Synergy Improves Automated Scene Recognition

Richard Gaughan

In the same way that human vision provides sensory input to our brains, effective computer vision could provide unprecedented data input capabilities for automated systems. Computer vision, however, involves more than pixel intensities — it requires the ability to classify and identify objects within an image. But the promise of automatic object recognition is equaled by the technical challenge it presents.

The goal of computer vision is to enable an automated system to classify a scene and take appropriate action, which requires more than simple object recognition. Researchers are developing a method to integrate object recognition with viewpoint determination and surface geometry, using the synergy among the three to create a coherent scene analysis.
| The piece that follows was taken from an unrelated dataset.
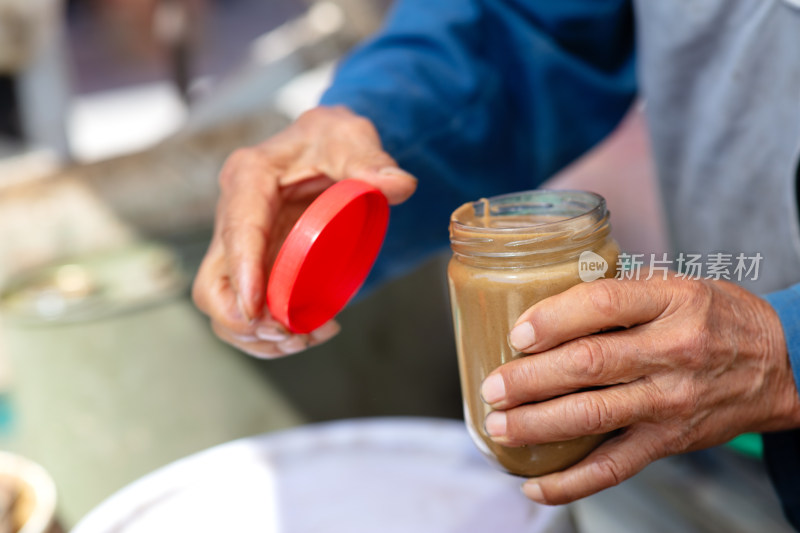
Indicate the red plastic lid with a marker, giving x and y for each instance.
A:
(327, 255)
For example, applying the synergistic technique to an image (top) improves the system’s ability to recognize cars (bottom).

Our brains recognize objects by correlating past experiences, contextual clues and input from other sensory systems. To ask a computer to consistently recognize objects based simply on area, orientation or pixel intensities is ambitious. Now researchers at Carnegie Mellon University in Pittsburgh have developed a method of integrating several levels of image information to gain a coherent understanding of an entire scene, including its objects, its surfaces and its perspectives.

The technique integrates three facets of image information: camera viewpoint, object classification and surface geometry. The key innovation is recognizing that each of these parameters influences and improves perception of the others. In an outdoor scene, for example, if the ground level is identified, then a block of windows midway up the side of a building is less likely to be classified as a car, even if the pixel intensities and orientation might otherwise imply that a car exists at that height. But the inference also works in the opposite way: If a line of car-shaped objects is receding into the distance, the probability is high that the objects are at ground level.

Derek Hoiem, Alexei A. Efros and Martial Hebert of the university’s Robotics Institute are developing an algorithm that enables each of the three classes of image information to improve the other two. The result is a net improvement in the fidelity of object recognition, even for complex, cluttered scenes with multiple pedestrians and cars.

According to Hoiem, the algorithm goes beyond the independent and local processing that is prevalent in recent computer vision efforts, and toward the broader problem of scene understanding.